Blind User Experiences of US Academic Libraries can be Improved by More Proactive Reference Service Delivery
A Review of:
Mulliken, A. (2017). There is nothing inherently mysterious about assistive technology: A qualitative study about blind user experiences in US academic libraries. Reference & User Services Quarterly, 57(2), 115-126. https://doi.org/10.5860/rusq.57.2.6528
Objective – To explore blind users’ experiences with academic libraries.
Design – Qualitative questionnaire.
Setting – Academic libraries within the United States of America.
Subjects – 18 individuals who are legally blind, have experience relying on a screen reader to access the internet, and have used an academic library either online or in person within the previous two years.
Methods – An open-ended questionnaire was administered via telephone interview. Interviews were recorded, transcribed and analysed using an inductive approach to identify themes using Hill et al.’s (2005) approach.

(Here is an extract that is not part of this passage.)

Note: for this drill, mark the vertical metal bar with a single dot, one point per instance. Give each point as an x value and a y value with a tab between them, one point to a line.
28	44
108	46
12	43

Main Results – The author found seven themes in the interview data: experiences working with reference librarians in person, difficulty with library websites, screen reader use during reference transactions, preferences for independence, using chat, interactions with disability officers, and challenges of working with citation styles.
Conclusion – The study concluded that academic libraries and librarians should be more proactive when approaching reference services for blind users. The author offered suggestions for practice about how to improve blind user experiences of academic libraries.